Stranger than fiction
The story of James Mwangi and Equity Bank – from a young boy selling
charcoal on the slopes of the Aberdares to becoming the most successful
banker in modern Africa – is so incredible that it almost belongs in the
realms of fiction. In this case, fact is far stranger than fiction –
and a thousand times more inspiring. But Mwangi remains humble and
cheerful, ready to make a joke at the first opportunity. He has never
forgotten the struggles of his childhood days and has set up the Equity
Group Foundation and sought partnerships to ensure that no deserving
youth will miss out on education, nor will anyone forego opportunities
through lack of financial knowledge. He spends half an hour every day
running on the treadmill and is a voracious reader. “I am up at 3.00 am
every day and I read – mostly business and management books and
biographies,” he said.
His role models?
“Nelson Mandela. The way he has changed people’s lives inspires me
every day. That is what drives me – the feeling that I am changing lives
for the better, being an agent of social-economic transformation in
Africa.”
Among his business gurus he counts Jack Welch, the former CEO of
General Electric, Bill Gates (who he says showed him how to think more
broadly about society), Bill and Melinda Gates for their contribution to
the disadvantaged in Africa, and Steve Jobs for his technological
genius. What makes him most happy?
“Whenever I can bring a smile to someone’s face, I am amply rewarded.”
James Mwangi’s top tips for business success
Be a dream maker. An entrepreneur is someone who
identifies gaps in products or services and is willing to take risks to
make the dream come true.
Do not go it alone. An entrepreneur is dependent on,
and relies on, the skills and knowledge of others. But he must be the
leader who can bring these people, their skills and their attributes
together to create something new and useful.

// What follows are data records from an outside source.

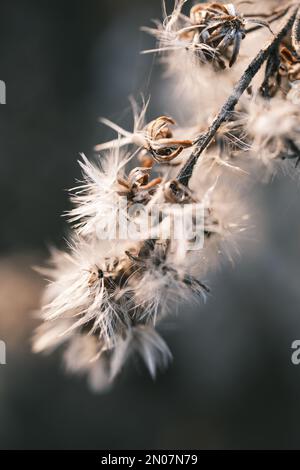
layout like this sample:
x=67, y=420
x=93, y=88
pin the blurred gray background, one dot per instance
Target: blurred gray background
x=232, y=384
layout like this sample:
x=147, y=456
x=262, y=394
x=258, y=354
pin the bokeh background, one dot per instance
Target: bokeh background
x=232, y=383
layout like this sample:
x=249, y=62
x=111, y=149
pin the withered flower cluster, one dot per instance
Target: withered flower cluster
x=109, y=290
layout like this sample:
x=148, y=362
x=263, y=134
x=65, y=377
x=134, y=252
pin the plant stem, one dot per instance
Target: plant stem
x=204, y=140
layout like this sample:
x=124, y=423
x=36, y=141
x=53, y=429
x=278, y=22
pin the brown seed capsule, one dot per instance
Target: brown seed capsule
x=176, y=192
x=160, y=142
x=95, y=275
x=296, y=34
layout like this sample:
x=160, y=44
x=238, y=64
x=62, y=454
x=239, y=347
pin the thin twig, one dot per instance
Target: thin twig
x=204, y=140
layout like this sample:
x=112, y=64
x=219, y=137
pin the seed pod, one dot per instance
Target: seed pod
x=176, y=192
x=296, y=34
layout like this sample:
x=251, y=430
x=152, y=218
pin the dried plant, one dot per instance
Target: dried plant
x=107, y=294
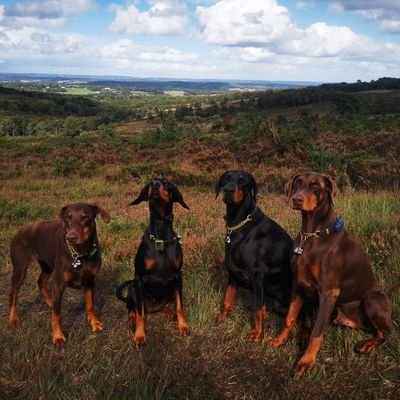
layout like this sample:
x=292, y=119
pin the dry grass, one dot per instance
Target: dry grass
x=214, y=362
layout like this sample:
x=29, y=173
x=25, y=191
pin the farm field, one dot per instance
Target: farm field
x=214, y=361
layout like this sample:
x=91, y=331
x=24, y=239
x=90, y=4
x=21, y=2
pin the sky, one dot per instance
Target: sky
x=278, y=40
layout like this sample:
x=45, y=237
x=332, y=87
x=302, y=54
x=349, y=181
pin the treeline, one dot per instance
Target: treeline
x=345, y=96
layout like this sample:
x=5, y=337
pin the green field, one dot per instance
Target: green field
x=214, y=361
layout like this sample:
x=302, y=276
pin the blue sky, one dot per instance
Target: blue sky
x=307, y=40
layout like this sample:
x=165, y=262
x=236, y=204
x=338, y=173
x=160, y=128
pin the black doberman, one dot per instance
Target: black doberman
x=257, y=250
x=69, y=249
x=158, y=261
x=331, y=273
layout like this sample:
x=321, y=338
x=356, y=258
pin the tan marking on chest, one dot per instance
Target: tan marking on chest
x=150, y=263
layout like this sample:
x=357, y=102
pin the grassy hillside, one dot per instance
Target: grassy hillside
x=352, y=135
x=214, y=362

Clothe yourself in values. Your values are what will
attract all the other components you need – capital, expertise,
partnerships – to help you make your vision come to life.
Ask yourself what you can do. “What can I do that
will be most useful to most people? How can I change the situation so
that what is needed is made available to those who need it most?” Make
that your vision and goal and go for it.
Be dependable. If people trust you and you deliver time after time, then when you ask them to jump, they will not ask “why?” but “how high?”
Convince yourself. If you cannot convince yourself
that your goal will come to pass, you won’t convince anyone else either.
Convince yourself first, with good reason, and others will follow.
Be enthusiastic. Your enthusiasm will infect others and set off a chain reaction that makes even the impossible possible.
Be patient. Equity Bank is showing its best colours after 20 years of hard work.
Never stop learning. Learn something new every day and try to apply it to your life and business.
Be humble. Many factors, and many people, come together to make success of an enterprise.
Learning to fly
Under its Wings to Fly programme, Equity Bank has secured a Ksh 6
billion scholarship fund in partnership with The MasterCard Foundation
and with financial support from UKAID, USAID and KFW to provide 10,000
academically gifted but financially disadvantaged children with
comprehensive secondary scholarships.
The Equity Bank University Sponsorship and Leadership Programme extends a
sponsorship to the best boy and best girl in the Kenya Certificate of
Secondary Education (KCSE) from the districts where the bank operates.
So far, 1,290 students have benefited, with over 65 now pursuing higher
education in some of the best universities in the world, including Ivy
League schools in the US.
The Equity Group Foundation, in partnership with The MasterCard
Foundation, has implemented a financial literacy programme in Kenya,
aimed at training one million youth and women. Some 400,000 have already
completed the course.
Under its Kilimo Biashara initiative, the Foundation has been deeply
involved in the agricultural transformation of Kenya in partnership with
AGRA, the government of Kenya and IFAD.